Consider the Flash, with the speed and reaction time to pluck bullets out of the air.
That wouldn’t keep you from getting shot in the back of the head with a supersonic round with no warning to react to. He could constantly look around, swiveling his head at thousands of RPM to look everywhere, which would be an interesting visual effect, but another option would be to compress a 360 degree visual field into the straight ahead view.
There have been novelty “see behind you glasses” forever, but AFAIK, there haven’t been any attempts at giving full 360 degree vision.
There have been experiments where psychologists put mirror glasses that flipped the visual field on people to test the adaptability of the brain’s visual system, and it was found that the view change was initially incapacitating, but over the course of a couple weeks, people could adapt to it. Taking them off then took a couple weeks to fully retrain for normal vision.

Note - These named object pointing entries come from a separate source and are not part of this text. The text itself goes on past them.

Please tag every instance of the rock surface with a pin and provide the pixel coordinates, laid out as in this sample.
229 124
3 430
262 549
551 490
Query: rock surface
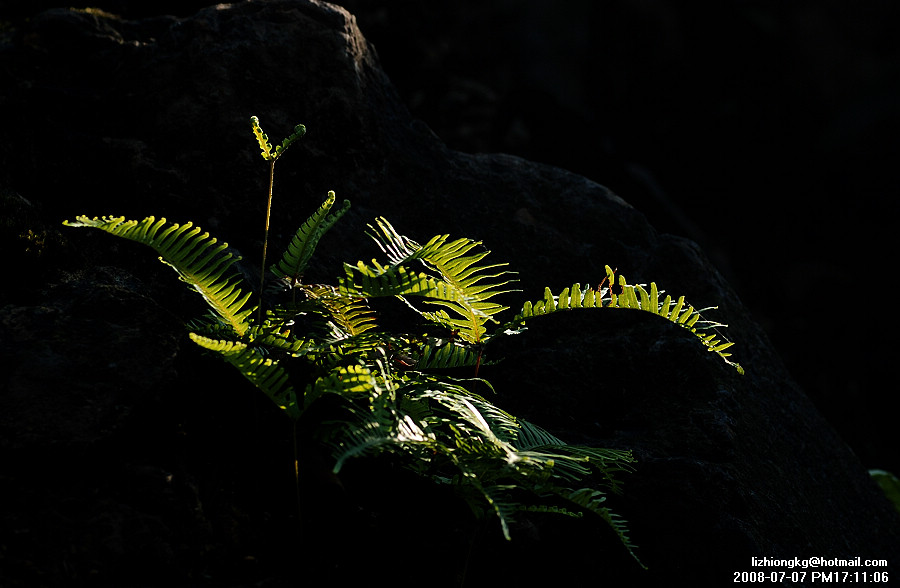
132 460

For the Flash, it couldn’t be a camera-and-screen pass-through VR system, because you would need thousands of frames per second to accurately estimate the trajectory of a bullet, but a purely reflective system of curved mirrors could do it.
A non-linear warping would be harder to adapt to than a simple mirroring, because different eye positions would have different distortions. For conventional human reaction speeds, pass-through VR systems with eye tracking could compress everything into the peripheral vision and leave the fovea untouched, which would probably speed adaptation significantly.
I can imagine special forces teams having to wear their 360 vision helmets for a couple days prior to a mission, akin to deep sea divers having an extended prebreath and decompression phase.
@PalmerLuckey
The comic-friendly fix is to just assume that the Speed Force gives the Flash an awareness of anything moving fast in his vicinity, although another thought I had is that while the speed of sound in air is only 330 m/s, the speed of sound in the ground is almost 10x that, so you might be able to “hear a gunshot” with your feet well before you could with your ears.